Los trenes que vienen de China: sin conductor, con inteligencia artificial y listos para operar solos

Los vagones son fabricados por CRRC Corporation Limited, una de las mayores empresas de material rodante del mundo, en la ciudad china de Changchun. El proceso de producción es exhaustivo: antes de salir de China, cada tren recorre hasta 2.500 kilómetros de prueba en modos manual y automático para certificar que todos sus sistemas funcionen correctamente. Luego son trasladados al puerto de Qingdao, desde donde inician el viaje marítimo hacia Colombia.

Una vez en el puerto de Cartagena, las unidades son transportadas por tierra hasta el patio taller de Bosa, en el sur de Bogotá, donde se realizan nuevas revisiones técnicas antes de integrarlos al sistema.

Cada unidad tiene seis vagones y opera de forma completamente automática: sin conductor a bordo, con señalización inteligente CBTC, frenado automatizado y cuatro motores eléctricos que garantizan recorridos más silenciosos, rápidos y eficientes que los sistemas convencionales.

Este mes arriban tres nuevas unidades, con lo que Bogotá acumulará 13 de los 30 trenes previstos para la operación comercial completa.

24 kilómetros elevados que conectarán el sur con el norte: así son las obras más grandes en la historia de Bogotá

La Línea 1 contempla una red elevada de aproximadamente 24 kilómetros que unirá el suroccidente de la ciudad, desde el patio taller de Bosa, con la calle 72 al norte.

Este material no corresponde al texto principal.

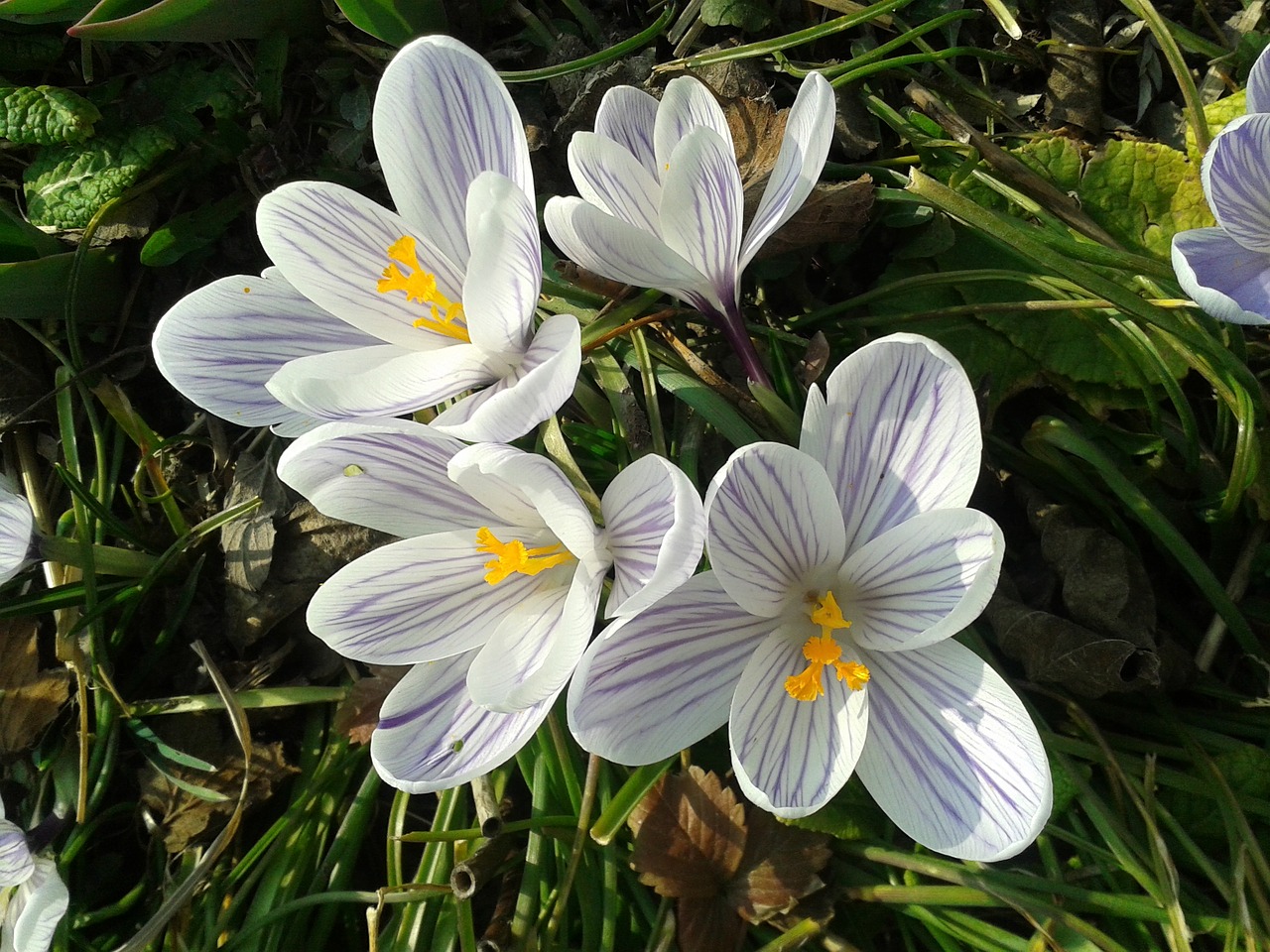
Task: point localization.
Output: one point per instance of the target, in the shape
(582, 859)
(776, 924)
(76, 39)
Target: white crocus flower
(822, 634)
(492, 593)
(372, 312)
(33, 895)
(661, 195)
(16, 527)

Se trata de la obra de infraestructura urbana más grande que haya encarado Bogotá en toda su historia, y los números lo confirman: más de 15.000 trabajadores activos cada día en múltiples frentes de obra simultáneos.

Las intervenciones avanzan en paralelo sobre algunos de los corredores más transitados de la ciudad, entre ellos la avenida Villavicencio, la avenida Primero de Mayo, la NQS, la calle Octava Sur, la avenida Caracas y la calle Primera. El viaducto ya supera los 13 kilómetros construidos, y las 16 estaciones proyectadas se encuentran en distintas etapas de desarrollo a lo largo de todo el trazado.

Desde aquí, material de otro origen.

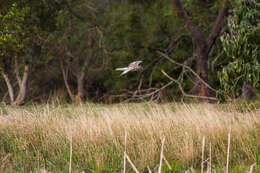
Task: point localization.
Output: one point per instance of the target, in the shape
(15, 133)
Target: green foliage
(12, 32)
(242, 48)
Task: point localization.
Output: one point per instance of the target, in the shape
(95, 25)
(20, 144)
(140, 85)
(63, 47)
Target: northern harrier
(133, 66)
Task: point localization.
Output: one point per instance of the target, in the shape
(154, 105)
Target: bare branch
(182, 90)
(187, 67)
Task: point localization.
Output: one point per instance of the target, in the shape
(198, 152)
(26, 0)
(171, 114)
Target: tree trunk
(9, 86)
(203, 44)
(81, 88)
(22, 88)
(65, 78)
(202, 71)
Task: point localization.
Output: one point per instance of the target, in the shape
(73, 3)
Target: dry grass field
(40, 137)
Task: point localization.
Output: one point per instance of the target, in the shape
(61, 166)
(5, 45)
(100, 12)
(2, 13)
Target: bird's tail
(121, 69)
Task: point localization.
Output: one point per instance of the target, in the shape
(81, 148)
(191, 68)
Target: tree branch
(182, 90)
(187, 67)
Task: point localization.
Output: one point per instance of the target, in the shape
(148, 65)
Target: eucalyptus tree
(242, 48)
(24, 27)
(79, 45)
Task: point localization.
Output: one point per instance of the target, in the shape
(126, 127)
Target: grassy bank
(37, 137)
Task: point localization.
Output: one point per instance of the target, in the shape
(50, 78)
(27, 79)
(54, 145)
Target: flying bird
(133, 66)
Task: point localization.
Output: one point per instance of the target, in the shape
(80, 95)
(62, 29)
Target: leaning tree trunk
(22, 88)
(203, 44)
(22, 83)
(202, 71)
(81, 87)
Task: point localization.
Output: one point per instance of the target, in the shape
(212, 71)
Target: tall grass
(36, 137)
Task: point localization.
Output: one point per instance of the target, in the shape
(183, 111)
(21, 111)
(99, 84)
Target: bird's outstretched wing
(126, 71)
(121, 69)
(135, 63)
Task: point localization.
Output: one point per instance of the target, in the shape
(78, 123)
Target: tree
(241, 46)
(12, 56)
(80, 46)
(203, 44)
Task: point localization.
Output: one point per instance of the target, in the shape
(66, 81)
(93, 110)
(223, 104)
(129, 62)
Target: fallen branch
(187, 67)
(182, 90)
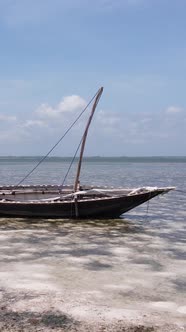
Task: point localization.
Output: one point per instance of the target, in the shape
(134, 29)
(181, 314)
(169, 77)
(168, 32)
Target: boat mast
(85, 136)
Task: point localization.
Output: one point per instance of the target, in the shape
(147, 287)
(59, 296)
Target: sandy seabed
(92, 276)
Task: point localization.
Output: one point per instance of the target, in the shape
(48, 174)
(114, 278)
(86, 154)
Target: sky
(55, 55)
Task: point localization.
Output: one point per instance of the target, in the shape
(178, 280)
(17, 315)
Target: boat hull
(107, 207)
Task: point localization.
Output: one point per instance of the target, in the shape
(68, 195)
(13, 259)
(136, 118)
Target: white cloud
(8, 118)
(68, 104)
(33, 123)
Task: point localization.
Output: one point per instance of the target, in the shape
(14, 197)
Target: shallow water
(130, 268)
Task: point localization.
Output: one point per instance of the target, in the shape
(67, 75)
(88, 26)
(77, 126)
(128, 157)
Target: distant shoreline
(97, 159)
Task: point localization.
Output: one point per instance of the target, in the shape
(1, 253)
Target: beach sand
(94, 276)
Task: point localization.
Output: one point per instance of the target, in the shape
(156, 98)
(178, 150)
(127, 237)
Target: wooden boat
(52, 201)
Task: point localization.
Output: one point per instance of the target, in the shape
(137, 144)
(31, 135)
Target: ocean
(130, 268)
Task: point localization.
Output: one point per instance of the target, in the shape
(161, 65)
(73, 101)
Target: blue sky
(55, 54)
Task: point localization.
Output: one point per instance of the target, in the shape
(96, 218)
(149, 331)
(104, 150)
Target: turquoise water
(136, 262)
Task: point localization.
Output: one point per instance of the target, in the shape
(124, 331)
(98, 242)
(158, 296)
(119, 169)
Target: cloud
(7, 118)
(174, 110)
(33, 123)
(69, 104)
(112, 132)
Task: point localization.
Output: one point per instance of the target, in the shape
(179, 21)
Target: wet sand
(116, 275)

Uno de los puntos más destacados por las autoridades es la integración multimodal: 10 de las 16 estaciones tendrán conexión directa con rutas de TransMilenio, lo que permitirá a los usuarios trasladarse entre sistemas sin salir a la calle.

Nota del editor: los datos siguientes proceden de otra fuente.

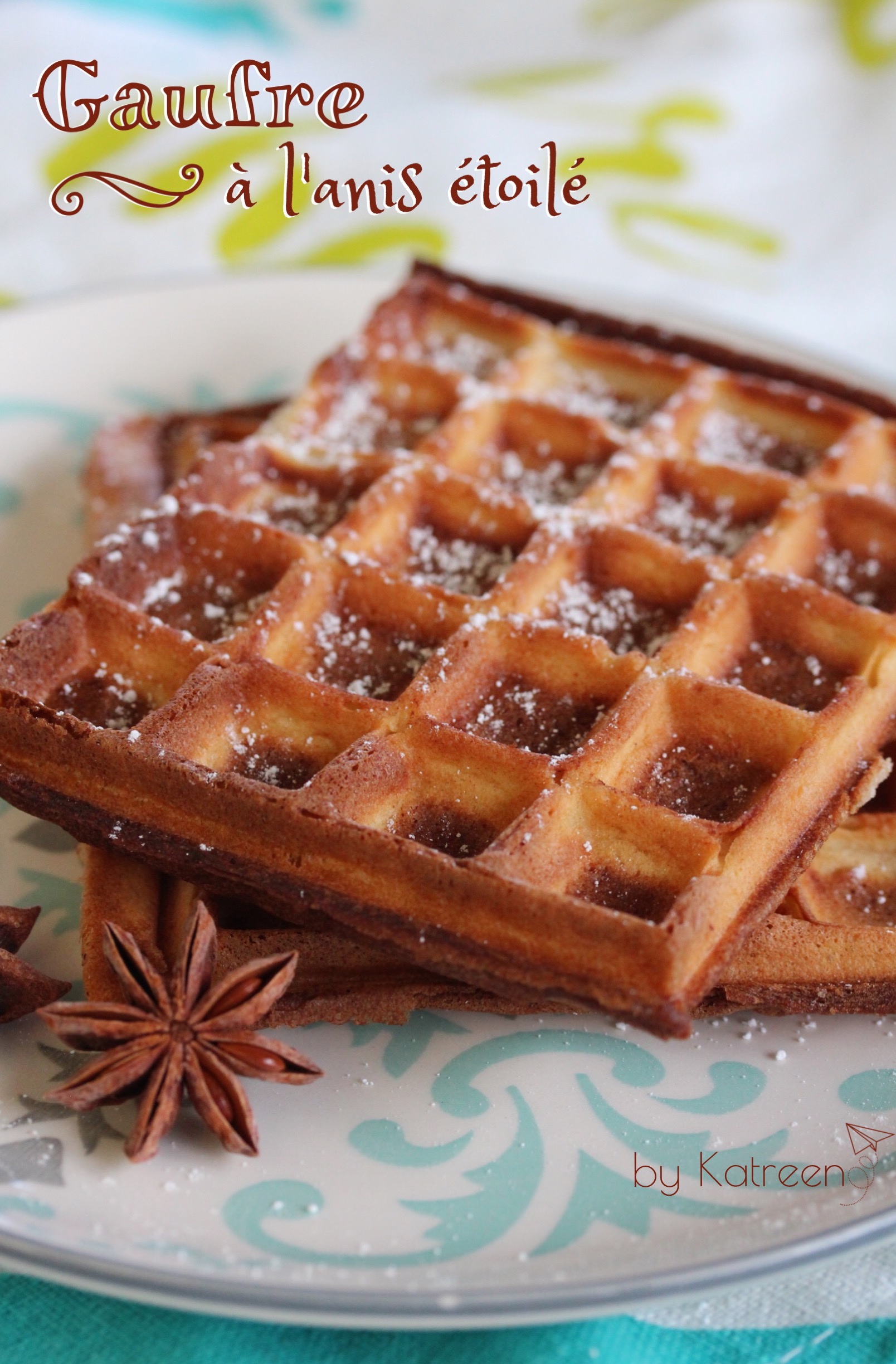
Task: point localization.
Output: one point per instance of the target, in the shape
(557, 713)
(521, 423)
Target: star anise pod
(22, 990)
(178, 1034)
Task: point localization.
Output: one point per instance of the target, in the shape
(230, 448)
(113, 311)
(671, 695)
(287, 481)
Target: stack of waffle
(516, 665)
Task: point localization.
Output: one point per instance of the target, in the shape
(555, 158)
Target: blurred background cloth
(739, 160)
(739, 153)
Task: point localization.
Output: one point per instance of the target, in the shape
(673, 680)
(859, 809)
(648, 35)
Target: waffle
(134, 461)
(507, 644)
(831, 948)
(846, 964)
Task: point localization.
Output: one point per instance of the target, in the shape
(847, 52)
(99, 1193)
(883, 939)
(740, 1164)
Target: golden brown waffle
(133, 461)
(788, 964)
(830, 950)
(410, 713)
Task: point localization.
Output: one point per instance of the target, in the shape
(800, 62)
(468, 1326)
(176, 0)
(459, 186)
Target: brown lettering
(92, 107)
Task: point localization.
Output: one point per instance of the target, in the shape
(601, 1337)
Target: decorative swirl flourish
(193, 174)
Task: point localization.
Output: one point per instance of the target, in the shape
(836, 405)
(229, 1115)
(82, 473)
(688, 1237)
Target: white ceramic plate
(461, 1170)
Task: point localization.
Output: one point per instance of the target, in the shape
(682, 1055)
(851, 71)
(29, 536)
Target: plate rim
(425, 1308)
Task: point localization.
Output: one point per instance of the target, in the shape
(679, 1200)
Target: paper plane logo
(866, 1138)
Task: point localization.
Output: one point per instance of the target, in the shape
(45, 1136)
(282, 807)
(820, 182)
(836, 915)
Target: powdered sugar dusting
(456, 565)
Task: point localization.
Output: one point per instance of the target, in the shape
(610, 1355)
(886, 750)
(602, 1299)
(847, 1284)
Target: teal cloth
(41, 1323)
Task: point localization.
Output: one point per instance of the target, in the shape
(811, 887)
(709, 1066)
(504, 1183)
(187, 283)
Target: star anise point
(179, 1033)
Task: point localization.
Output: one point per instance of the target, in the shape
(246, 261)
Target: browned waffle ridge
(438, 744)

El viaducto elevado de 24 kilómetros ya supera los 13 kilómetros construidos y conectará el suroccidente con el norte de la ciudad, integrándose con el sistema TransMilenio en múltiples estaciones. Fuente: ChatGPT

La extensión que convertiría a Bogotá en la capital ferroviaria de Sudamérica

El corredor original de 24 kilómetros ya sería por sí solo uno de los más largos de la región. Pero la empresa constructora fue más lejos: presentó una propuesta formal para ampliar el trazado hasta la calle 100, agregando tres estaciones adicionales y 3,25 kilómetros más al recorrido. Si la expansión se aprueba y se concreta, Bogotá tendría el metro elevado más extenso de toda América del Sur, superando sistemas con décadas de ventaja.

Las primeras pruebas dinámicas sobre el viaducto están programadas para junio, en un tramo de aproximadamente seis kilómetros que va desde el patio taller de Bosa hasta la estación número 4, ubicada en el sector de Kennedy. Los ensayos se harán inicialmente sin pasajeros, con equipos técnicos a bordo verificando el comportamiento del tren en condiciones reales de operación sobre la estructura elevada.

La meta de la Empresa Metro de Bogotá es que esas pruebas ciudadanas avancen de forma progresiva durante el segundo semestre del año, incorporando más tramos y más unidades a medida que el viaducto quede habilitado.

El inicio del servicio al público dependerá de los resultados de esas pruebas, pero el cronograma apunta a que Bogotá tenga su metro en funcionamiento en 2028.